Con un esfuerzo casi sobrehumano, me levanté para acompañarlo a la puerta. Al abrirla, descubrí a mí tía Beatríz que disponía a tocar el timbre.
—¡Hola, cielo! Siento no haberte avisado antes que venía, pero...
—Perdón —la interrumpió Oliver mientras intentaba abrirse paso—. Yo ya me iba.
—Pasa, guapo, pasa —respondió ella haciéndose a un lado y  suavemente por la espalda hacía el rellano.
Abrió la puerta de su casa y desapareció tras ella sin mirar atrás ni despedirse. Me alegre de que se hubiera ido y de que Beatríz estuviera aquí. Su presencia siempre resultaba tranquilizadora, y más después del mal rato que había pasado. Era extraño que se hubiera decidido a venir, pues eran pocas las ocasiones en las que nos visitaba desde que se había peleado con mi madre, así que debía de ser importante.
—¡Beatríz! —exclamó Gabriela al percatarse de su presencia. Adoraba a mi tía. Era tan supersticiosa como ella y creía todas sus teorías.
—Hola, Gabriela, hola —no le prestó demasiada atención. No había que ser Sherlock Holmes para saber que algo le preocupaba, y mucho.
—¿Estás bien, tía? —pregunté mientras la tomaba del brazo y la dirigía hasta el sofá. Murmuraba algo que no era capaz de entender.
—¿Ése ... —señaló con el pulgar hacia atrás—, ése era... el chico del que me hablaste? —eso ultimo lo dijo en voz más baja para que Gabriela no lo oyera, aunque fue inútil, porque estaba a escasos centímetros de nosotras.
—Sí —contesté. Aún tenía el estomago encogido por el mal rato de la comida.
—¡Qué oscuridad! —exclamó con la mirada ausente y cara de circunspección—. ¡Pobre criatura!
Gabriela y yo nos miramos sin entender nada.
—Tía, ¿estás bien? ¿A qué viniste?
—¡Ay, mi niña! —dijo como volviendo en sí mientras me tocaba la frente para ver si tenía fiebre—. ¿Cómo estás tú? ¿Te notas algo?
—Estoy genial. No le pasa nada. ¿Por qué lo dices?
—Estoy preocupadísima por ti. Hoy, cuando volví a casa después del trabajo, encontré tu planta mustia: el tallo doblado, las flores a punto de caer... Y fue de repente, porque ayer, cuando la regué, estaba bien...
No pude evitar una carcajada, aunque creo que más por liberar la tensión acumulada por las rarezas de mi tía.
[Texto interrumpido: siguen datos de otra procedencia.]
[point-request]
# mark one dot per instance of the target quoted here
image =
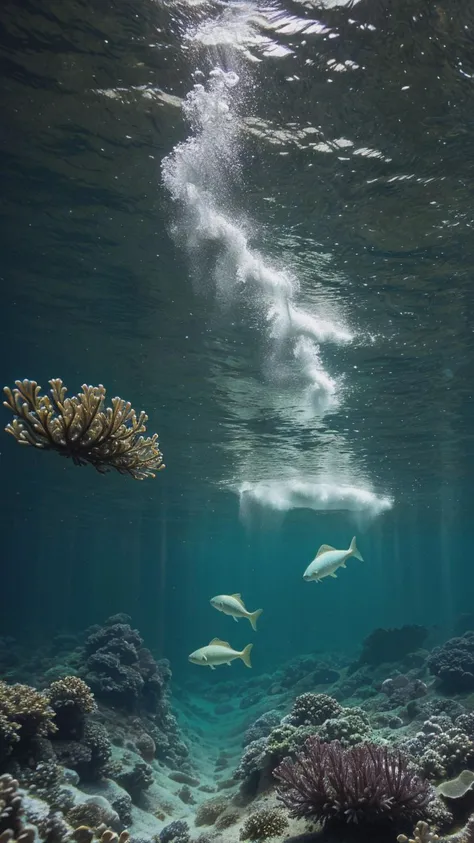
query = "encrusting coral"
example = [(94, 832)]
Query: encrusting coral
[(11, 813), (83, 428), (421, 834), (264, 823)]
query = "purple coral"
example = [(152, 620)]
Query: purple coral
[(363, 784)]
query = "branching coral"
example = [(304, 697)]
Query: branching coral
[(364, 784), (313, 709), (25, 714), (265, 823), (71, 699), (83, 428)]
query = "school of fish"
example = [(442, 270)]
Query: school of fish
[(325, 564)]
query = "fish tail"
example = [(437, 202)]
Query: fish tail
[(245, 655), (354, 551), (253, 618)]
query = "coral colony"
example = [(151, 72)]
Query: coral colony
[(352, 750), (83, 428)]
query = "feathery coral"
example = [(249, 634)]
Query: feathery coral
[(363, 784), (83, 429)]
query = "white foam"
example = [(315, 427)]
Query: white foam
[(197, 174), (294, 493), (201, 175)]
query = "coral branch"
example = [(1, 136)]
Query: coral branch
[(82, 428), (366, 783)]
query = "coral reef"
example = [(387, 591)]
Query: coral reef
[(262, 727), (264, 823), (440, 748), (92, 813), (229, 817), (121, 671), (421, 834), (25, 716), (175, 832), (365, 784), (453, 663), (83, 428), (210, 810), (313, 709), (11, 813), (458, 787), (401, 690), (136, 780), (71, 699), (350, 728)]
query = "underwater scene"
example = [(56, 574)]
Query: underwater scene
[(237, 348)]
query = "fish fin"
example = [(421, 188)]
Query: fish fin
[(238, 597), (253, 618), (245, 655), (354, 551), (324, 549), (218, 643)]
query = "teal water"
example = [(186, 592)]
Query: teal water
[(345, 164)]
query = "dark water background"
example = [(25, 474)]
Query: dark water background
[(94, 290)]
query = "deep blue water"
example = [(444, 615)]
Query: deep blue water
[(349, 170)]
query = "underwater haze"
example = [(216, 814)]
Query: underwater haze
[(254, 222)]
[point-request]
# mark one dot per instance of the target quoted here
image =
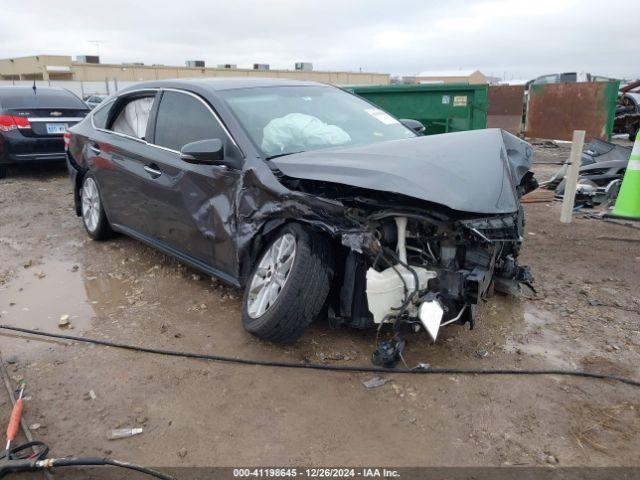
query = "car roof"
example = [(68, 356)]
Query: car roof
[(10, 91), (224, 83)]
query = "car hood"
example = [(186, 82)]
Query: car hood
[(475, 171)]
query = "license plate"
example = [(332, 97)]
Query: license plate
[(56, 128)]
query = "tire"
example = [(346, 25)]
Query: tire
[(300, 297), (94, 218)]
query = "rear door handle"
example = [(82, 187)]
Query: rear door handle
[(152, 170)]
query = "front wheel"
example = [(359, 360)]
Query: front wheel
[(288, 286), (93, 216)]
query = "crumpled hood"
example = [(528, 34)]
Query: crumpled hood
[(474, 171)]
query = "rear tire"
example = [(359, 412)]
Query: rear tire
[(296, 299), (94, 218)]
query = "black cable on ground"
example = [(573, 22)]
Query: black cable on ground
[(316, 366), (18, 465)]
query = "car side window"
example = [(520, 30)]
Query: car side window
[(183, 119), (101, 114), (133, 117)]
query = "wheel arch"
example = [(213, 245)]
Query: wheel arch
[(258, 242)]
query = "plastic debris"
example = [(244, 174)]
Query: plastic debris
[(125, 432), (375, 382), (64, 321)]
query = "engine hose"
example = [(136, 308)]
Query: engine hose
[(335, 368)]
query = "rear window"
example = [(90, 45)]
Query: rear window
[(41, 99)]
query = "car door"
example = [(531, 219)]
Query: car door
[(120, 158), (191, 206)]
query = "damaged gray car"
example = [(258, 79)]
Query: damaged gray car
[(314, 200)]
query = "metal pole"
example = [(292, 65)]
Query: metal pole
[(571, 180)]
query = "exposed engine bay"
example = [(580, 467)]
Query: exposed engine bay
[(408, 260)]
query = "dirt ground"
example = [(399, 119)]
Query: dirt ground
[(198, 413)]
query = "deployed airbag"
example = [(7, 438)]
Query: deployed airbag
[(298, 132)]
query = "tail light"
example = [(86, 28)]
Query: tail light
[(11, 122)]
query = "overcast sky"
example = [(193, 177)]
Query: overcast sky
[(519, 39)]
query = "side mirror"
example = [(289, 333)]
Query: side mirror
[(203, 151), (414, 125)]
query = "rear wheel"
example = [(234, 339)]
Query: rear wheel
[(93, 215), (288, 285)]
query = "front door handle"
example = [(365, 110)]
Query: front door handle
[(152, 170)]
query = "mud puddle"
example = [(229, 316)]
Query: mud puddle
[(43, 293)]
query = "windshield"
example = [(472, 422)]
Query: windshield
[(284, 120)]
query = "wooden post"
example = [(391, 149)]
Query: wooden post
[(571, 180)]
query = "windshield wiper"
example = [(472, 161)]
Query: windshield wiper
[(283, 154)]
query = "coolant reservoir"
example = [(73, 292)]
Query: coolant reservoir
[(385, 290)]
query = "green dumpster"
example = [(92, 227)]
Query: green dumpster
[(440, 107)]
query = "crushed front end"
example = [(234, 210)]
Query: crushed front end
[(428, 226), (429, 270)]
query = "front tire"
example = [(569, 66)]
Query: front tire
[(288, 286), (93, 216)]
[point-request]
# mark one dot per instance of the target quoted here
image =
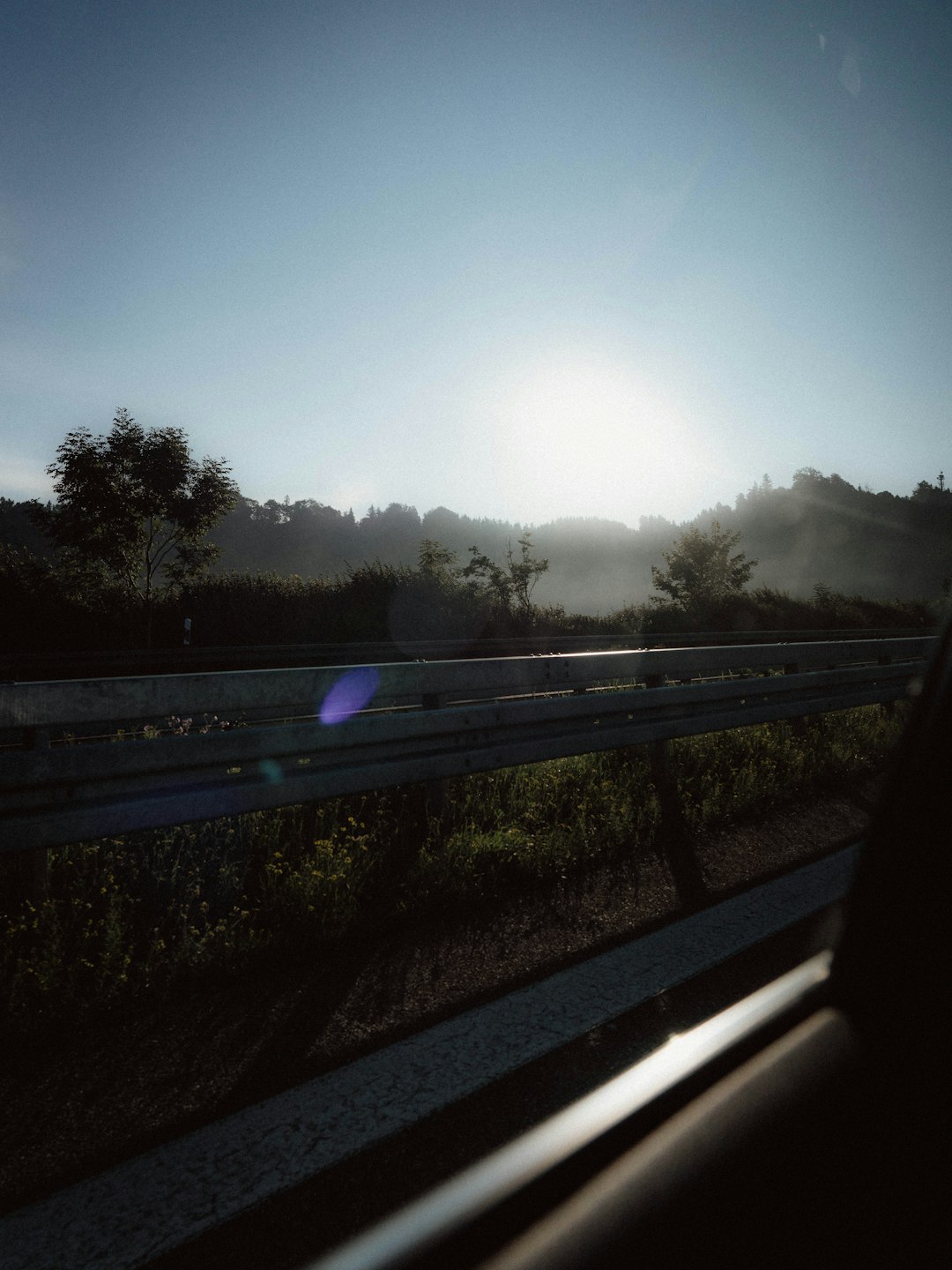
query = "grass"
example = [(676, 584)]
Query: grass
[(133, 917)]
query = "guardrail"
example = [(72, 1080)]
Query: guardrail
[(18, 666), (302, 735)]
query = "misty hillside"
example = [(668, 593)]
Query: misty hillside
[(822, 530)]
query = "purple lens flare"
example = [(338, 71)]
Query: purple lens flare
[(352, 692)]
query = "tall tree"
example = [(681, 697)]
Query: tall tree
[(136, 507)]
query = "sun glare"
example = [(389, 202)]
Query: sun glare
[(577, 436)]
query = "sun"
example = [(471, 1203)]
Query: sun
[(579, 435)]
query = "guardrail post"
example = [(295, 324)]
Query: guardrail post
[(26, 874), (889, 707), (799, 724), (674, 837)]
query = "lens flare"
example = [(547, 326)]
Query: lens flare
[(352, 692)]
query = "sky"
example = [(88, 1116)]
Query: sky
[(524, 259)]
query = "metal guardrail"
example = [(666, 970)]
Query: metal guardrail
[(420, 721), (18, 666)]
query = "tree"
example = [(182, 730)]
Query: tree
[(703, 572), (510, 586), (135, 507)]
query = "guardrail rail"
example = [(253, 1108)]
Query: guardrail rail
[(63, 776)]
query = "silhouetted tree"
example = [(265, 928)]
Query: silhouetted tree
[(701, 571), (135, 507)]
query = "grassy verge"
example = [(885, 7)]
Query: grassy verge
[(132, 917)]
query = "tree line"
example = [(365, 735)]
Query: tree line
[(141, 534)]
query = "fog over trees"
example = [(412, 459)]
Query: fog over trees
[(822, 533)]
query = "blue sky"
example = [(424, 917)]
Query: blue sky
[(521, 259)]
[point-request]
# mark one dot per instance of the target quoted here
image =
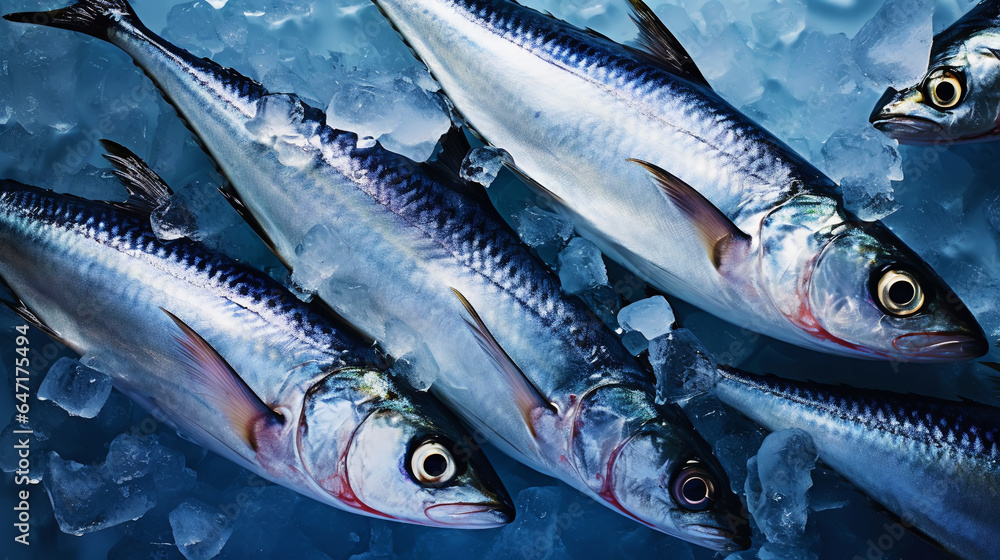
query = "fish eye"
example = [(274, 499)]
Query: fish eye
[(899, 293), (944, 88), (694, 488), (432, 464)]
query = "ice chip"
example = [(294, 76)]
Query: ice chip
[(539, 227), (778, 481), (482, 165), (682, 366), (84, 500), (653, 317), (581, 266), (79, 390), (129, 458), (779, 22), (893, 48), (200, 531)]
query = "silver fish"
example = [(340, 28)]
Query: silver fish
[(234, 361), (934, 463), (520, 361), (958, 99), (673, 183)]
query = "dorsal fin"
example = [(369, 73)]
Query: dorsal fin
[(722, 238), (529, 397), (146, 189), (660, 45)]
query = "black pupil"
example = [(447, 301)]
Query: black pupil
[(945, 91), (694, 490), (435, 465), (901, 292)]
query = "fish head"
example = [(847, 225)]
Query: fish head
[(649, 463), (868, 292), (381, 452), (958, 98)]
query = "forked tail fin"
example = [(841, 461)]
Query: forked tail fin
[(93, 17)]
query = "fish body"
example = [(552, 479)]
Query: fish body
[(958, 98), (425, 262), (234, 361), (934, 463), (672, 182)]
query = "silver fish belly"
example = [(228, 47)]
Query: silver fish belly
[(231, 359), (678, 186), (524, 364), (958, 98), (934, 463)]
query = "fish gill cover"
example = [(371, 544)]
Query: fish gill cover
[(809, 71)]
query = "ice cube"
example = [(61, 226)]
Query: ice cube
[(79, 390), (866, 162), (84, 500), (129, 458), (539, 228), (778, 482), (653, 317), (682, 366), (893, 48), (482, 165), (581, 266)]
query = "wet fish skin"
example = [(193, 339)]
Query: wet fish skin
[(958, 98), (676, 185), (420, 249), (340, 430), (934, 463)]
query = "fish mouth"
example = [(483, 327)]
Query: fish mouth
[(464, 515), (940, 347), (717, 539), (908, 128)]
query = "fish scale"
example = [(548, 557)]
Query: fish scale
[(675, 184), (427, 262), (233, 361)]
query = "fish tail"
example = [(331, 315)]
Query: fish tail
[(93, 17)]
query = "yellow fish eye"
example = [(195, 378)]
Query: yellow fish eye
[(900, 293), (944, 88), (432, 464)]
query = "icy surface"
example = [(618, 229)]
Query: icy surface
[(894, 46), (581, 266), (778, 482), (79, 390), (805, 70), (482, 165), (85, 499), (200, 531), (652, 317)]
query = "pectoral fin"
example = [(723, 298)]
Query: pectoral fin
[(720, 235), (213, 378), (146, 189), (529, 398)]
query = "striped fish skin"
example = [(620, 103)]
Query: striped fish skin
[(344, 432), (958, 98), (579, 114), (414, 241), (934, 463)]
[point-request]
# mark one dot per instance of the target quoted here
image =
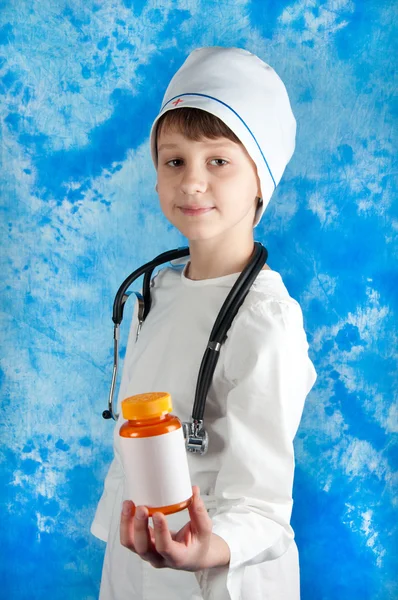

La planta en cuestión es una orquídea que sembró cuando yo nací. La primera vez que la regó, mezcló en el agua las lágrimas mías que se había encargado de recoger, no me explicó cómo, mientras me visitaba en el hospital, y otras excreciones en las que prefiero no pensar. Así que, desde ese día, la planta y yo estamos unidas por una especie de vínculo. Según ella, era como un barómetro de mi estado de salud.
—No te rías, cielo —continuó—. Ya sé que estas cosas no te interesan y que nunca te crees nada de lo que digo, pero estoy preocupada. Así que has el favor de no hacer el tonto y de tener cuidado.
—Puedes estar tranquila —intervino Gabriela—. Yo cuidaré de ella. Te prometo que no la voy a dejar sola mi un minuto.
—¡Eres un solete! —dijo mi tía mientras le acariciaba la mejilla—. Pero, cuéntame. ¿Tú que tal? ¿Qué tal con Hugo?
A Gaby se le entristeció ligeramente la mirada.
—¡Bah, paso de él! Ahora anda tonteando con una chica del instituto, pero, vamos, que a mí me da igual...
—No disimules. Sí que te importa...
—No, para nada —no podía ocultar si cinismo—. Además, les va a durar muy poco. La tipa es una alzada. Es que Hugo es idiota y le encanta las engreídas.
—¡Ay! Ya te lo dije cuando estudié sus cartas astrales: están hechos el uno para el otro, aunque me basta con verlos juntos para llegar a esa conclusión. Lo que no sé es por qué andan dándole vueltas al asunto.
—Los astros dirán lo que quieran, pero las cosas terrenales no son tan fáciles.
—Son mucho más sencillas de lo que te imaginas. Lanzate y dile lo que sientes antes de que sea demasiado tarde.